Durgun Don, edebî dehası Tolstoy’la kıyaslanan Nobel ödüllü yazar Mihail Şolohov’un başyapıtıdır.
Ekim Devrimi’nde ve sonrasında yeni kurulan Sovyetler Birliği’nde iç savaş koşullarında yaşanan tarihsel olayları hikâye eden bu epik roman, büyük Rus roman geleneğinin 20. yüzyıldaki doruklarından biridir.
Büyük yıkım ve yoksunlukların ortasında insanlığa umut saçan yeni ve eşitlikçi bir sistemin kuruluşunu, sadece tarih, siyaset ve teori kitaplarından değil, Şolohov gibi usta bir yazarın canlandırdığı karakterlerle ve edebî anlatımın eşsiz keyfiyle öğrenmek isteyenler için de müthiş bir kaynaktır.
Durgun Don 1. Cilt
Yazar: Mihail Şolohov
Çevirmen: Mete Ergin, Gani Yener
Yayınevi: Yordam Edebiyat
Sayfa Sayısı: 416
“Demek savaşa gidiyorsunuz askerler?”
“Evet dede, savaşa gidiyoruz.”
“Türk Savaşına benzemeyecek bu galiba, hiç sanmıyorum benzeyeceğini. Şimdiki silahlar başka!”
“Hepsi bir. Hepsi de aynı bokun soyu. O zamanki silahlar nasıl adam öldürdüyse, bu seferkiler de öldürecek.”
Durgun Don 2. Cilt
Yazar: Mihail Şolohov
Çevirmen: Mete Ergin, Gani Yener
Yayınevi: Yordam Edebiyat
Sayfa Sayısı: 496
“Eskiden Ataman Alayında askerliğini bitiren Kazakları evlerine gönderirken donatırlarmış. Kazaklar sandıklarını, atlarını, eşyalarını trene yüklermiş. Tren yola çıkar, tam Voronej’e gelince, hattın Don’u ilk geçtiği yerde, makinist ağırlaştırırmış treni… Tren köprüye varır varmaz… Vay babam vay!
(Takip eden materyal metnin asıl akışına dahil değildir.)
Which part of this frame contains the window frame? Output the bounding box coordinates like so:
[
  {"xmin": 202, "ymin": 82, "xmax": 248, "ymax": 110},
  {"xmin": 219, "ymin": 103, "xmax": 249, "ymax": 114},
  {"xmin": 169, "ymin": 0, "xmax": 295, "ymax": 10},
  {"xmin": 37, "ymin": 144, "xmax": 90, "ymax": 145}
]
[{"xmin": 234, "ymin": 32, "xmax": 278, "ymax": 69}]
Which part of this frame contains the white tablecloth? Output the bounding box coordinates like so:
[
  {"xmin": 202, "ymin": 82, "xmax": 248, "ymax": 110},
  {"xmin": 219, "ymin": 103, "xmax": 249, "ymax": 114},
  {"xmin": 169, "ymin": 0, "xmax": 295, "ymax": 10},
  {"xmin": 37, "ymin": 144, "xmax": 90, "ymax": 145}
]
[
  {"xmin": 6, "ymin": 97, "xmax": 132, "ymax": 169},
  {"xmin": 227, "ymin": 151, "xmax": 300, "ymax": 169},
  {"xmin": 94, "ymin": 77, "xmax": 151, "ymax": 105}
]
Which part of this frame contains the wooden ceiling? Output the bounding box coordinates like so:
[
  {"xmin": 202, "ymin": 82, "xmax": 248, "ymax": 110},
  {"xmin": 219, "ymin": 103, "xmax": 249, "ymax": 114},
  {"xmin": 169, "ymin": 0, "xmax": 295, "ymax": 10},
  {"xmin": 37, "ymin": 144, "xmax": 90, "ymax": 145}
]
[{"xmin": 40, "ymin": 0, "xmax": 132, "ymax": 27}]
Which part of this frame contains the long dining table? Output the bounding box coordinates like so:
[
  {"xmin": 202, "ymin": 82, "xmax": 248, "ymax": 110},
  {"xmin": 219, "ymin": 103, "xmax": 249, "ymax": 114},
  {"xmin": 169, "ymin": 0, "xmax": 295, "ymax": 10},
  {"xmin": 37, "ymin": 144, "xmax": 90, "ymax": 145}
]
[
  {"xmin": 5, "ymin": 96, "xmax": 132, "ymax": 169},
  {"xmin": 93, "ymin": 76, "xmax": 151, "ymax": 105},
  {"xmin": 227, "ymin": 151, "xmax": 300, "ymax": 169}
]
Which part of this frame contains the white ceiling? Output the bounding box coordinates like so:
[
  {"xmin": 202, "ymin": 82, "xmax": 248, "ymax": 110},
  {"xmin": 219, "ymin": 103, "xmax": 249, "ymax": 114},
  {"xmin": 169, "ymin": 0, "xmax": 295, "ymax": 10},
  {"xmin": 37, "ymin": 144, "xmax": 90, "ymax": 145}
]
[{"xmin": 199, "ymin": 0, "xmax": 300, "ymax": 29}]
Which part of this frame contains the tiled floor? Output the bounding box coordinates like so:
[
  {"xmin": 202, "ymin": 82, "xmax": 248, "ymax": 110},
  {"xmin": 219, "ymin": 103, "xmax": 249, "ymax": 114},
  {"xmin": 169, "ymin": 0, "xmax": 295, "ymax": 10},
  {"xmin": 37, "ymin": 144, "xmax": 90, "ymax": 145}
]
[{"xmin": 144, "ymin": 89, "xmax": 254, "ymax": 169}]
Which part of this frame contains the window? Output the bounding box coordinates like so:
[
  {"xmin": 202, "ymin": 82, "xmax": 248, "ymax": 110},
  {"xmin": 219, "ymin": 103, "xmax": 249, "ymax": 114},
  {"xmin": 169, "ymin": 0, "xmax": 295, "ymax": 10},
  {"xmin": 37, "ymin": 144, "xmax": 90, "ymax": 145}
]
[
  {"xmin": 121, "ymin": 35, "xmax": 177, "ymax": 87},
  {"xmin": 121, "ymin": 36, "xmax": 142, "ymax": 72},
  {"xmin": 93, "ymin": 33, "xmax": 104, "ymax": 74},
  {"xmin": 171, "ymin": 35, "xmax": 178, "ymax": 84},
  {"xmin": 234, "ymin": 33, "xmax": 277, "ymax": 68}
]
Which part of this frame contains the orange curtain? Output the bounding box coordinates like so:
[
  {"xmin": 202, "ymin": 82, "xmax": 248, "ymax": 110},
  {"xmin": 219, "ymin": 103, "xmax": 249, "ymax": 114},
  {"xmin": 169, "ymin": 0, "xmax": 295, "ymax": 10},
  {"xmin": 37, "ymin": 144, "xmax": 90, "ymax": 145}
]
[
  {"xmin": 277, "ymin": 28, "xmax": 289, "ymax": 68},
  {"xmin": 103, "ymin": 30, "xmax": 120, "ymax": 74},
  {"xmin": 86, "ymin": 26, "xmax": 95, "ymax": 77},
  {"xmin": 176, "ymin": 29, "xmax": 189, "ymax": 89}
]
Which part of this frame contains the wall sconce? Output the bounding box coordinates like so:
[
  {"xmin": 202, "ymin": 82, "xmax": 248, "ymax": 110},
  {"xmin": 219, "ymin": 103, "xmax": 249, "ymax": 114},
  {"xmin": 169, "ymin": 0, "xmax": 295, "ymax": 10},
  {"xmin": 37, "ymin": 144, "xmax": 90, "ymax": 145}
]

Görülecek şey! Kazaklar hepten çılgına dönermiş: ‘Don! Don! Durgun Don! Babamız, Don’umuz! Hurra!’ Ve pencerelerden dışarıya, köprünün üstünden suya kasketler, eski gömlekler, pantolonlar, mintanlar, daha Allah bilir neler uçarmış! Askerden dönüşleri şerefine Don’a hediyeler verirlermiş. Bazen öyle olurmuş ki, suya baktığında, Ataman Alayının mavi kasketlerini kuğular ya da çiçekler gibi yüzer görürmüşsün… Çok eski bir görenekmiş bu.”
Durgun Don 3. Cilt
Yazar: Mihail Şolohov
Çevirmen: Mete Ergin, Gani Yener
Yayınevi: Yordam Edebiyat
Sayfa Sayısı: 496
“Yoldaşlar, ‘komün’ ne demek oluyor?”
“Biz de katılabilir miyiz, izin verirler mi?”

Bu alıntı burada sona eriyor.